Update  April 21, 2016 – Today Conor published a statement stating he is not retired and went on record noting this clarity was being made “for USADA and for the UFC and my contract stipulations


In what can only be described as a crazy day in the world of MMA, UFC’s featherweight champion Conor McGregor tweeted that he is retired from the sport.  Shortly after UFC president Dana White made a television appearance noting McGregor was actually pulled from UFC 200, where he was scheduled to compete in a much anticipated rematch with Nate Diaz, for failing to co-operate with his promotional obligations.

Whatever the truth, the one thing that is clear is the main event for UFC 200 which has been heavily promoted is apparently no longer to be.

UFC 200 Promo

If McGregor is genuinely retired, a turn of events many in the MMA media don’t believe, then there are likely no legal consequences that stem from this unexpected but fairly routine announcement in the world of professional sports.  He will move on, the UFC will move on, fans will move on.

If, on the other hand, this is a ploy in a story which has yet to publicly surface, there is a chance McGregor can face disciplinary action from the Nevada State Athletic Commission for failing to appear in this event if he is not truly retired.

Nevada legislation has a rarely utilized provision dealing with fighters who do not attend a bout after signing a bout agreement.  Specifically NAC 467.132 holds that

An unarmed combatant who fails to appear in a contest or exhibition in which he or she signed a bout agreement to appear, without a written excuse determined to be valid by the Commission or a certificate from a physician designated by the Commission in advance in case of physical disability, is subject to disciplinary action

It is not clear if a bout agreement was signed but presumably the UFC would not be promoting the bout without the security of McGregor’s signature.

If that is the case the above section can, as it states, trigger “disciplinary action” from the Commission unless McGregor provides the Commission with a written excuse that they must determine to be valid.
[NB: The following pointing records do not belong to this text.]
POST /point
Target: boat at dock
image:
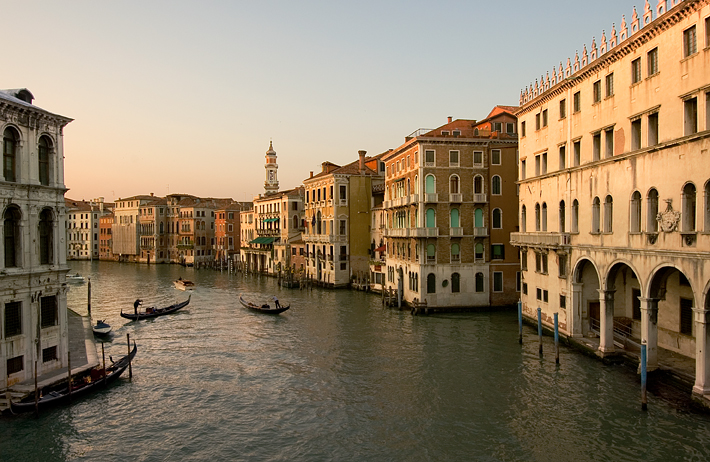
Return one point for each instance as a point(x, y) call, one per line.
point(265, 308)
point(152, 312)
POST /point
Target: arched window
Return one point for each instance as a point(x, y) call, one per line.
point(635, 213)
point(430, 218)
point(43, 157)
point(12, 236)
point(478, 218)
point(608, 214)
point(544, 216)
point(479, 282)
point(652, 212)
point(561, 220)
point(455, 283)
point(9, 155)
point(537, 217)
point(430, 184)
point(596, 229)
point(45, 237)
point(575, 216)
point(478, 184)
point(454, 184)
point(431, 283)
point(496, 185)
point(455, 221)
point(497, 218)
point(689, 210)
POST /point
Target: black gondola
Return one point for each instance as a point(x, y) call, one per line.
point(265, 308)
point(92, 381)
point(153, 312)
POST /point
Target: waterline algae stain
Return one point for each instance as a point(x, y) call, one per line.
point(337, 377)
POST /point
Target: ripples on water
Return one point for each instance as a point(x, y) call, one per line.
point(338, 377)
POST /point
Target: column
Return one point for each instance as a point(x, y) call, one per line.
point(649, 331)
point(702, 358)
point(574, 317)
point(606, 322)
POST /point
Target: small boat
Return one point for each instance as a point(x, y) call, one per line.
point(94, 380)
point(184, 284)
point(75, 278)
point(265, 308)
point(101, 328)
point(153, 312)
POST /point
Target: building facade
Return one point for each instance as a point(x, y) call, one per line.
point(615, 187)
point(450, 206)
point(33, 303)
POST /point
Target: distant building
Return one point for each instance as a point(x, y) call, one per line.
point(615, 188)
point(450, 206)
point(33, 303)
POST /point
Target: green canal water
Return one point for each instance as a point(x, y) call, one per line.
point(338, 377)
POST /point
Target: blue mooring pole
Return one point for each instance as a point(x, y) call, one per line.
point(557, 340)
point(644, 403)
point(539, 328)
point(520, 322)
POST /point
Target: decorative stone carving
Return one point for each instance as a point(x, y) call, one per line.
point(668, 220)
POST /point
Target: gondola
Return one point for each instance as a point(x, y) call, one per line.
point(153, 312)
point(93, 381)
point(265, 308)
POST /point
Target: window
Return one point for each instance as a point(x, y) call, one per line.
point(13, 319)
point(9, 160)
point(496, 187)
point(635, 212)
point(653, 129)
point(563, 156)
point(608, 214)
point(453, 158)
point(691, 116)
point(690, 46)
point(497, 251)
point(495, 157)
point(609, 142)
point(609, 85)
point(431, 283)
point(50, 313)
point(43, 158)
point(636, 134)
point(497, 219)
point(497, 281)
point(652, 60)
point(479, 283)
point(12, 237)
point(455, 283)
point(636, 70)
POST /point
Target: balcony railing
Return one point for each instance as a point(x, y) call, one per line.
point(545, 239)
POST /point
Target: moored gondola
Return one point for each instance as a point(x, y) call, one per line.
point(153, 312)
point(265, 308)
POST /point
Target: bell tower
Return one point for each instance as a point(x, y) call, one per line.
point(271, 185)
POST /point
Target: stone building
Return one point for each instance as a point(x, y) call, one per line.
point(33, 303)
point(615, 187)
point(450, 206)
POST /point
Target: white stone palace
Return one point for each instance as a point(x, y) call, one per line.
point(614, 181)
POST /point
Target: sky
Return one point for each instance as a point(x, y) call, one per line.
point(181, 96)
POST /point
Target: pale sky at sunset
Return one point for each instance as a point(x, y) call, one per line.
point(184, 96)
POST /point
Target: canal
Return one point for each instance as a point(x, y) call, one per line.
point(337, 377)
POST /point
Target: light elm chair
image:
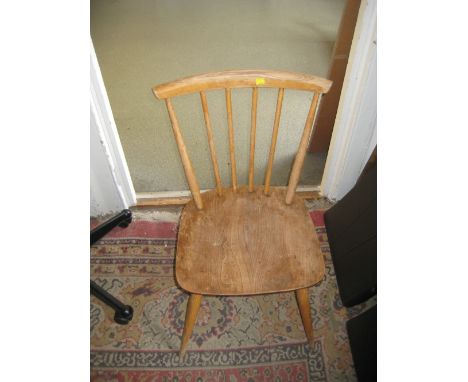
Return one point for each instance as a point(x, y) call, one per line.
point(245, 240)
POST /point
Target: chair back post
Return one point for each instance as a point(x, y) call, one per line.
point(227, 81)
point(301, 152)
point(190, 174)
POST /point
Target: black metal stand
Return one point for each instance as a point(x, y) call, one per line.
point(123, 313)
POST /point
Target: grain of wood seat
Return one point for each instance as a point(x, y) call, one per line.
point(251, 239)
point(245, 243)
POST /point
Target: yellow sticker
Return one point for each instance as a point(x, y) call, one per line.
point(259, 81)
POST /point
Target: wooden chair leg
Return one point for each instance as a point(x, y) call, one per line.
point(302, 297)
point(193, 306)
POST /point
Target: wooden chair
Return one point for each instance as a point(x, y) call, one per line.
point(245, 240)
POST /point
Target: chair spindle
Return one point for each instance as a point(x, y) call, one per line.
point(300, 156)
point(252, 138)
point(190, 174)
point(232, 153)
point(274, 138)
point(209, 132)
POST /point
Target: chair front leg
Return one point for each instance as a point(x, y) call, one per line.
point(193, 306)
point(302, 297)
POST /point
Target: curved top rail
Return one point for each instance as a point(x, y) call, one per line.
point(242, 79)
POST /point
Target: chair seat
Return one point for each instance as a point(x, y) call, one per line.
point(245, 243)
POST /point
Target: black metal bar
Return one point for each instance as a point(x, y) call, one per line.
point(123, 313)
point(123, 219)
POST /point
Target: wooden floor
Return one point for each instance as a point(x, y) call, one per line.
point(247, 243)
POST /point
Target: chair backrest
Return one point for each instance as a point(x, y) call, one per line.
point(254, 79)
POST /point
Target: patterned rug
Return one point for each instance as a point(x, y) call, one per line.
point(235, 339)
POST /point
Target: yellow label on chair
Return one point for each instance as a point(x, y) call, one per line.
point(259, 81)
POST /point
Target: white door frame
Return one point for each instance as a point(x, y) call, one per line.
point(109, 138)
point(354, 134)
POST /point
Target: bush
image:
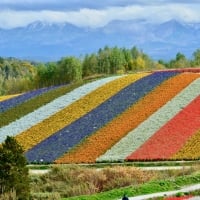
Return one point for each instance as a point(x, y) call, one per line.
point(13, 170)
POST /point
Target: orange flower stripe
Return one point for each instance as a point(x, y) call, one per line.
point(190, 151)
point(95, 145)
point(59, 120)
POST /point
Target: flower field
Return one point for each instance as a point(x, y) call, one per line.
point(141, 116)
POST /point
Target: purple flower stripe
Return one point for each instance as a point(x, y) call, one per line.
point(59, 143)
point(10, 103)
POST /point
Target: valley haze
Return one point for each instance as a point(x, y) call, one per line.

Another interesting twist is announced retirement from the UFC now comes with further consequences thanks to the UFC/USADA Anti Doping Policy.  Under the Policy USADA can test athletes for banned performance enhancing drugs until “such time as they give notice to UFC in writing of their retirement from competition“.
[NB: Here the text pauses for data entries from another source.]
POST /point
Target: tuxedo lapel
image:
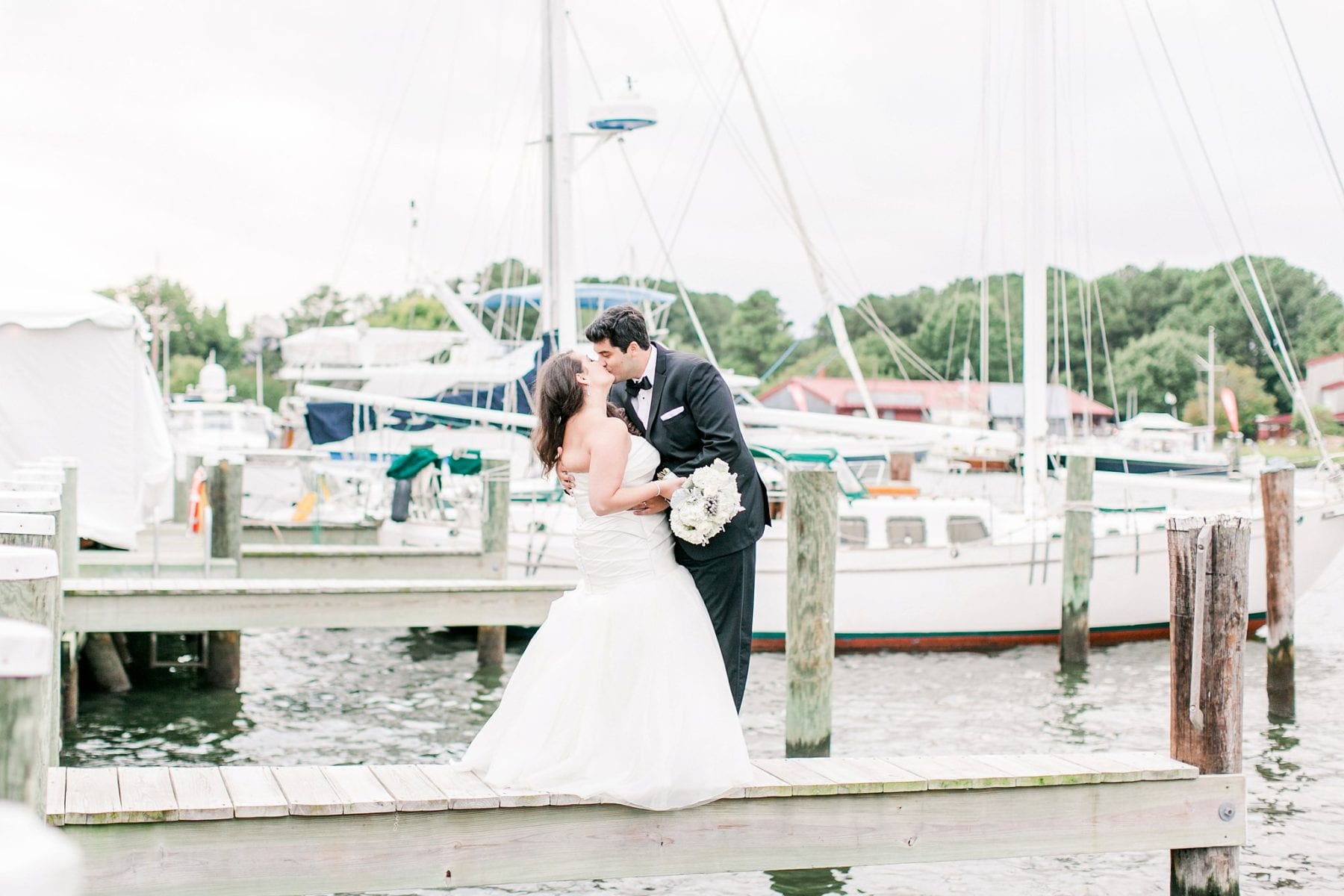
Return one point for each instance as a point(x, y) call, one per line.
point(628, 406)
point(660, 381)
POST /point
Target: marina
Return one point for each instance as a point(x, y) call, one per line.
point(421, 581)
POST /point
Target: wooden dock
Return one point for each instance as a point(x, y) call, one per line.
point(205, 605)
point(296, 561)
point(280, 830)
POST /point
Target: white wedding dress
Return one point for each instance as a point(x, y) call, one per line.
point(621, 695)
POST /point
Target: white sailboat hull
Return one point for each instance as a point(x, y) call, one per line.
point(984, 595)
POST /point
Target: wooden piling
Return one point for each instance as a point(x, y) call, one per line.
point(1280, 516)
point(30, 588)
point(181, 488)
point(27, 529)
point(25, 687)
point(809, 638)
point(225, 488)
point(63, 473)
point(1209, 563)
point(1078, 563)
point(495, 505)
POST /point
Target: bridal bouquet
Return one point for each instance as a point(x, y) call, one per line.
point(706, 503)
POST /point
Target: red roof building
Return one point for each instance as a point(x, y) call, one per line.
point(952, 403)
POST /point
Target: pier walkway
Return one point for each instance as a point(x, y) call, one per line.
point(279, 830)
point(202, 605)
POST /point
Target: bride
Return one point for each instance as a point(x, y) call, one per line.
point(621, 695)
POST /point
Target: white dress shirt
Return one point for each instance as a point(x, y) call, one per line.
point(644, 399)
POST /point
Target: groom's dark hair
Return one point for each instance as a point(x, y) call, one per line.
point(620, 326)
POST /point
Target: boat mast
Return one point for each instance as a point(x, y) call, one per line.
point(833, 316)
point(1034, 426)
point(558, 305)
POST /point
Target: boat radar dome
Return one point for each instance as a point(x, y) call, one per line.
point(626, 113)
point(213, 385)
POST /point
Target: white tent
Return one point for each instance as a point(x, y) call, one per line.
point(75, 382)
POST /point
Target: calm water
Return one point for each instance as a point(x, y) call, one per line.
point(396, 697)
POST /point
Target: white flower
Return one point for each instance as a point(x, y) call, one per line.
point(706, 503)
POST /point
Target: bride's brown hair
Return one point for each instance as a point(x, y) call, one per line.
point(558, 396)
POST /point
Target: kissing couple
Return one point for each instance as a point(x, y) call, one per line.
point(629, 692)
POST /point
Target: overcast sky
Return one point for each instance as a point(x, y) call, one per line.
point(257, 149)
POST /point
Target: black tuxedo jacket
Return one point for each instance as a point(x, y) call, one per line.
point(692, 421)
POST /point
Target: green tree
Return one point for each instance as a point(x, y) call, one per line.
point(1325, 422)
point(1251, 399)
point(757, 335)
point(194, 329)
point(326, 307)
point(1159, 363)
point(413, 311)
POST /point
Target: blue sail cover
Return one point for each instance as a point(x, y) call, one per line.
point(337, 421)
point(588, 296)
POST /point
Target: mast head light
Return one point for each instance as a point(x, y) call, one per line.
point(621, 114)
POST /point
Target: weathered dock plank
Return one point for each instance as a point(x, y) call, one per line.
point(491, 845)
point(255, 791)
point(362, 561)
point(202, 794)
point(147, 794)
point(308, 791)
point(93, 797)
point(359, 790)
point(411, 790)
point(201, 605)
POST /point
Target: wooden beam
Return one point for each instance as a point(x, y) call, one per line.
point(202, 605)
point(488, 847)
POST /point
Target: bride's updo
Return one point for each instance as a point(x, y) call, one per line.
point(558, 395)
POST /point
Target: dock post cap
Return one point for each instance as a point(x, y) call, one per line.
point(37, 857)
point(27, 523)
point(27, 563)
point(40, 474)
point(25, 652)
point(42, 501)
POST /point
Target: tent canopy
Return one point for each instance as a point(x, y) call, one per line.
point(78, 383)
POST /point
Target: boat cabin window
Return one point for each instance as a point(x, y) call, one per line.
point(853, 531)
point(905, 531)
point(967, 528)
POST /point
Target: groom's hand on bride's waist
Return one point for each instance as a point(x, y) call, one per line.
point(655, 505)
point(564, 476)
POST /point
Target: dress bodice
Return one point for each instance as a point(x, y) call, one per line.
point(612, 550)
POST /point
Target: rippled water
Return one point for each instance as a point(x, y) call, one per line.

If the retirement is not permanent, there are consequences for athletes when they seek to return with Section 5.7.1 of the policy stating that “An Athlete who gives notice of retirement to UFC, or has otherwise ceased to have a contractual relationship with UFC, may not resume competing in UFC bouts until he/she has given UFC written notice of his.her intent to resume competing and has made him/herself available for Testing for a period of four months before returning to competition

The UFC can waive this period in “exceptional circumstances” or where “strict application of the rule would be manifestly unfair” to the athlete but at the very least this provision puts some power in the UFC’s hands if McGregor is playing games.

It is a safe bet that this story between McGregor and the UFC is far from over and new developments will surface in the coming days.  Depending on what comes to light regulatory and other contractual consequences cannot be ruled out in the upcoming twists and turns of this unfolding saga.

3 thoughts on “Potential Regulatory and Contractual Consequences if McGregor’s ‘retirement’ is not sincere

  1. The 4 month testing period doesn’t seem to require a lot to get it waived. When BJ Penn first announced he was making a comeback and joined Jackson/Winkeljohn, they had him scheduled to fight about 2 months later. That later got scrapped due to the allegations against Penn, but at least to start with they weren’t sticking to the 4 months. I wouldn’t be surprised if they waive it again if GSP eventually comes back.

    1. Good points Joe. While the UFC can waive the 4 month period they can also choose not to. If relations are good between them and the returning fighter then I imagine discretion is exercised. If not, it is one more tool of leverage that the promoter has.